Periodontal maintenance

Periodontal maintenance appointments take the place of a prophy after you have had treatment for periodontitis, (infection that deteriorates the gums and bone around the root of the tooth). These appointments can be more frequent than a regular prophy to help keep periodontitis stable. These maintenance visits disrupt disease causing bacteria below the gumline by removing plaque and tarter above and below the gumline.

Non-Surgical Periodontal Therapy

The goal of non-surgical periodontal therapy is to stop active infection and establish a healthy environment below the gumline. Your hygienist does this by removing tartar/calculus in the periodontal pocket which reduces the microbial load and toxins. It may require more than one appointment.

Materials used during Non-Surgical Periodontal Therapy

The following materials and techniques may be used in your nonsurgical periodontal therapy:

  • Hand held instruments known as scalers and ultrasonics to clean the teeth.
  • Local anesthetic (numbing) to control sensitivity.
  • Antibacterial rinses to help decrease plaque and calculus.
  • Antibiotic pills to help kill bacteria and viruses and reduce the destructive response some people have to periodontal infections.
  • Laser treatment to control bacterial levels around affected areas.

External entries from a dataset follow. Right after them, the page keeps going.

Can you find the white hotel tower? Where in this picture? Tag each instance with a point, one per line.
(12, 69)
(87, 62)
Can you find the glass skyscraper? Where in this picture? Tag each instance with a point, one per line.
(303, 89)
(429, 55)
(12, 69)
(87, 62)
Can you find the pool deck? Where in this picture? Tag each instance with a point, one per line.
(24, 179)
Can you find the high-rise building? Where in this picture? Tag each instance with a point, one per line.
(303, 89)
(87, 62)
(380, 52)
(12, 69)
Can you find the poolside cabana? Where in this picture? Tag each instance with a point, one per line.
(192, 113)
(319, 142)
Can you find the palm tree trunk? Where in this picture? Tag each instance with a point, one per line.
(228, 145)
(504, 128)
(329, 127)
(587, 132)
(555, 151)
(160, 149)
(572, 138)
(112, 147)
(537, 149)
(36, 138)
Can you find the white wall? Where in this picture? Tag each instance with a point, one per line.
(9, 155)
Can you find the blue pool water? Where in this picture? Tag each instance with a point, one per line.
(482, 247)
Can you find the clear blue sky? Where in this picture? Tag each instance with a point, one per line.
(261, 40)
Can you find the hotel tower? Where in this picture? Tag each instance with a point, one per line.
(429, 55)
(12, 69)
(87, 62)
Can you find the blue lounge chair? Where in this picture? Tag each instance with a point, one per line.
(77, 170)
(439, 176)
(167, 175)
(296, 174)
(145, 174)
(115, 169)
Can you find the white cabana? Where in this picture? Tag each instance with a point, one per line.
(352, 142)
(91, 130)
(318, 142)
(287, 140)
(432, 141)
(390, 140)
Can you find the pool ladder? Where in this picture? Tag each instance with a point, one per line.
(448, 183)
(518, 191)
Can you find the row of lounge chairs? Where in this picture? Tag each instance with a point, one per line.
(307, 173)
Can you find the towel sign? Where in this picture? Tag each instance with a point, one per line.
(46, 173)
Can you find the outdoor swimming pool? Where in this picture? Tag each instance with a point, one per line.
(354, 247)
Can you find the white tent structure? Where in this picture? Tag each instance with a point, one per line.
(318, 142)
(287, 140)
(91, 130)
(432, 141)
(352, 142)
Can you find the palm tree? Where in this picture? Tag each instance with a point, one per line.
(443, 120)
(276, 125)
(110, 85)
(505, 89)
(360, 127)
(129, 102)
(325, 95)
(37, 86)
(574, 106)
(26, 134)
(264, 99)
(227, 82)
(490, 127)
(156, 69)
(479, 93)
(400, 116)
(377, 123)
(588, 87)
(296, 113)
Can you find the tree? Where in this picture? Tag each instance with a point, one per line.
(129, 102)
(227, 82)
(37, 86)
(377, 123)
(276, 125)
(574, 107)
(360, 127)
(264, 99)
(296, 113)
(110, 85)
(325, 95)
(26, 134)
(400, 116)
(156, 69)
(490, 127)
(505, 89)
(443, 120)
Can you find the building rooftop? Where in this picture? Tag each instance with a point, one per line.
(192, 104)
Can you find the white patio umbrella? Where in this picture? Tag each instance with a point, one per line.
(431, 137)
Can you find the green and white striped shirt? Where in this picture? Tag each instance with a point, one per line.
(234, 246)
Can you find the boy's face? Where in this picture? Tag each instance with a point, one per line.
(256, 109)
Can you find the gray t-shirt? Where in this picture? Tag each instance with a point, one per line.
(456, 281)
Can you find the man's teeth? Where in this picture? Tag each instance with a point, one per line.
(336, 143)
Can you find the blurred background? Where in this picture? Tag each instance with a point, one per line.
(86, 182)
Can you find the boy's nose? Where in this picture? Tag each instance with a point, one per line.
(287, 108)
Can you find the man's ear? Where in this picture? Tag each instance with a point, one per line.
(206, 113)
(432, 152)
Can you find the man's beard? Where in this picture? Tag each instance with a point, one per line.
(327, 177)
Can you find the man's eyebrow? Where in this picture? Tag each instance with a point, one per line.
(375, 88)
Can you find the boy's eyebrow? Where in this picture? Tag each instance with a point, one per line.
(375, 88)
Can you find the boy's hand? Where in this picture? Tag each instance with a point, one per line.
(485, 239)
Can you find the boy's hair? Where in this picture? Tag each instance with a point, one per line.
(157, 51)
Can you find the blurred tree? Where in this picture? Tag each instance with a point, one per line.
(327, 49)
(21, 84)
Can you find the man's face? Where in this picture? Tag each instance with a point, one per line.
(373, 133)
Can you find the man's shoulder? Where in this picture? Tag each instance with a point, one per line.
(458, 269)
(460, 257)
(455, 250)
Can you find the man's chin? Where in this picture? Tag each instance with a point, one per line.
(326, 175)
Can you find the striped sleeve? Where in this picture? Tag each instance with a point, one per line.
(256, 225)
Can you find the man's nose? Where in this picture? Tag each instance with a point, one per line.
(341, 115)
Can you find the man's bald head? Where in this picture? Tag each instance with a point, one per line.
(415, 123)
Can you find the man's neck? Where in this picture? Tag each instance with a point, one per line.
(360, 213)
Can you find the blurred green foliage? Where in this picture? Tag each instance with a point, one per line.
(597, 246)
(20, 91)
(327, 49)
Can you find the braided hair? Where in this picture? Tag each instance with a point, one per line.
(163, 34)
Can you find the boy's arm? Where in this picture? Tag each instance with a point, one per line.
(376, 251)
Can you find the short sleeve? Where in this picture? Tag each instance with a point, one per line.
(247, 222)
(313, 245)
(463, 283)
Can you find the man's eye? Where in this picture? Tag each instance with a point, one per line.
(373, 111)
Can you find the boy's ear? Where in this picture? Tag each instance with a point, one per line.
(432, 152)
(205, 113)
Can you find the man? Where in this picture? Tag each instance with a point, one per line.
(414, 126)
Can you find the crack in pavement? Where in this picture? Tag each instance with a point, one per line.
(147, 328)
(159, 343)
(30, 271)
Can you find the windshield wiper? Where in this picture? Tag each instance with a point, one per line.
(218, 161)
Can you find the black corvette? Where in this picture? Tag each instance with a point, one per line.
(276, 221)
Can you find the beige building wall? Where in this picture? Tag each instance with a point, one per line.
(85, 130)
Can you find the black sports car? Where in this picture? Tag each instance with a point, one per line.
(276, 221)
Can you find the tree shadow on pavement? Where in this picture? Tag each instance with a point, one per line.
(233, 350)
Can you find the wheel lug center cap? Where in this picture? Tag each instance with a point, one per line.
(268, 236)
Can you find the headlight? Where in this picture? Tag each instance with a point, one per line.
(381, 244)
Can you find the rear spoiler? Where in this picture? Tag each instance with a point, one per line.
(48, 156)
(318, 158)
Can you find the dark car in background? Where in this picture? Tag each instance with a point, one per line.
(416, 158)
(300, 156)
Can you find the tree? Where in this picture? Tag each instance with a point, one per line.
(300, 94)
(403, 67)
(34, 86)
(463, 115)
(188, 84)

Benefits of Non-Surgical Periodontal Therapy

Some potential benefits of non-surgical periodontal therapy include:

  • Eliminating the infection present
  • Controlling further infections and bone loss
  • Reducing swollen and bleeding gums
  • Reducing bad breath
  • Avoiding tooth loss
  • Decreasing the risk for diseases associated with periodontal disease such as cardiovascular disease, diabetes and rheumatoid arthritis
  • Decreasing the risk of preterm low birth weight babies in pregnant women

Health Implications of Deep Dental Pockets

While tooth loss is typically the biggest concern associated with periodontal pockets, the infection poses a significant risk to your overall health. Active gum disease drastically increases the risk and severity of systemic health conditions like:

  • Heart attack
  • Stroke
  • High blood pressure
  • Diabetes
  • Infertility
  • Erectile dysfunction
  • Preeclampsia
  • Pneumonia
  • Respiratory illness
  • Alzheimer’s Disease (possibly)

Seeing a dentist for periodontal treatment isn’t just important for your smile, it’s vital to your health.